John felt under no obligation to lie. ‘Yes, Henry. We have sent for a physician, but I have no doubt that you will soon be in the next world.’
The man gave a faint sigh and closed his eyes. ‘I have brought it upon myself. Greed has laid me low.’ His lids rose again and he looked at Thomas. ‘Is that a priest there?’
‘Yes, he will be with you at the last. But now that you accept that you have no hope of living, have you anything to tell me? About your dealings with the de Pridias family or Walter Winstone?’
De Wolfe was being legally correct, as a dying declaration was valid in a court only if the victim had no expectation of survival, when the law assumed that it was the truth. There was a silence, then another whisper, though it was clearly heard in the quiet room.
‘I paid that knave of an apothecary well to do away with Robert de Pridias, but he was useless. I had to employ a sorcerer to curse him to death.’
‘And who was that?’ asked John grimly, avoiding putting a name into the man’s mouth.
‘Elias Trempole, God rest him.’
‘And did you have him and the apothecary killed?’
There was another pause and sweat appeared on the pallid brow of the dying man. ‘I had to do it. Winstone was threatening to expose me. Trempole had to go too.’
‘And who did you employ to slay them?’
‘Hugh Furrel — but the fool made it too obvious that the deaths were related. I have been dogged by fools all along.’
He gave a sudden cough and closed his eyes again.
‘He’s going soon, master,’ Thomas warned, and started to administer the last rites. These included the seven interrogations required by the Church to ensure that the dying person was a true believer and sincerely regretted his sins in order to obtain the final absolution — but it was too late. Although Henry was still alive, his brain had faded from want of blood and Thomas got no response. However, he continued to recite the Latin monologue of extreme unction and when Saul arrived a few minutes later was still doing so, with Henry’s heart still beating, albeit little more than a flicker.
John abandoned the task of getting more information and went out into the street with Gwyn.
‘We’ll never know now, will we?’ grunted the ginger giant. He looked at his master with a sly grin. ‘You asked him all about his crimes first, Crowner.
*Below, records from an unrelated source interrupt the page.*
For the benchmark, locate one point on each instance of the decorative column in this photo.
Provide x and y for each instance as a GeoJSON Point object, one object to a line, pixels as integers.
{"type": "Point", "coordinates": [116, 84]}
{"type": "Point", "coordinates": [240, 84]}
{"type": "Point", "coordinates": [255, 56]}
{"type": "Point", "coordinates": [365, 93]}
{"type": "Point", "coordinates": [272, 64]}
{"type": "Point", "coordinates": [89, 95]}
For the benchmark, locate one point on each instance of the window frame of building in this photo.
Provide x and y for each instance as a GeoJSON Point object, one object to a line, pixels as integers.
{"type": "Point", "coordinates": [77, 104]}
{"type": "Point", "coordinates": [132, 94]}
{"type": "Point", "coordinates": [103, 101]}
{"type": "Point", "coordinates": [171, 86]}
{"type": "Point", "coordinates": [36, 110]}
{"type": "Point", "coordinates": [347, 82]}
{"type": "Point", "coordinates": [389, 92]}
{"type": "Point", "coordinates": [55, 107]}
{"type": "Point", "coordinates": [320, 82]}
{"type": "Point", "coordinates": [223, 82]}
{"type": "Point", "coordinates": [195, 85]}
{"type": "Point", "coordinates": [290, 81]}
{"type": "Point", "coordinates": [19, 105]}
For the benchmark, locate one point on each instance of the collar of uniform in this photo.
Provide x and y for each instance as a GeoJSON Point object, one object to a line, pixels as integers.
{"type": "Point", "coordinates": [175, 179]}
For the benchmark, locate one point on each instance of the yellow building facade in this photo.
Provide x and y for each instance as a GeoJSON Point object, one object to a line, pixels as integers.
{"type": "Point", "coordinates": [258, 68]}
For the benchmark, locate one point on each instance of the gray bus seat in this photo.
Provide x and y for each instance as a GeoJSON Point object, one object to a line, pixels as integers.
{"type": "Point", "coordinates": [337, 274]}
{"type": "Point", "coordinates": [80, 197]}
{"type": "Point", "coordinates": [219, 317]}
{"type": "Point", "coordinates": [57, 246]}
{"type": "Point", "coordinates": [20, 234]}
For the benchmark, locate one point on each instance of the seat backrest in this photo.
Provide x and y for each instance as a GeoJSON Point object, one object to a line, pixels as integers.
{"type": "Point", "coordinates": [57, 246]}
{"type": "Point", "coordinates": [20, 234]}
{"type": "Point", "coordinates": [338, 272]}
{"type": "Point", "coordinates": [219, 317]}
Maybe if you’d started with who stabbed him, we’d know now.’
John scowled at him. ‘Are you accusing me of something, you old devil? I don’t like that malicious old bitch in there, but that bastard Hocforde had no less than three people murdered to suit his own ends.’ They stood waiting for Saul and Thomas to come out to tell them that the mill-master was finally dead. ‘At least we can clear up a few unfinished inquests now. I’ll leave the widow Cecilia to God and her conscience, if she possesses one!’
By noon, when like most people, he took the main meal of the day, John was again alone in his hall. Mary said that Matilda had gone off in a sombre mood to pray at the cathedral, a sure sign of the seriousness of her devotions.
He ate in solitary silence, apart from the panting Brutus, who sat slavering under the table, waiting for scraps. It was a scorching day outside and the old hound felt the heat — as did many a manor bailiff and village reeve, looking hopefully towards their fields of grain.
A man bleeding to death made no difference to John’s appetite and he made short work of a wooden bowl filled with mutton stew, taking his small eating knife from his belt to spear the solid lumps and drinking the liquid with a horn spoon. A piece of boiled salmon followed, all too common a fish on most dinner tables but by Matilda’s orders, strictly limited to once a week in the de Wolfe household. Some dried figs and raisins made up the dessert, brought back from Normandy on one of the ships that had taken a cargo of their wool to Caen.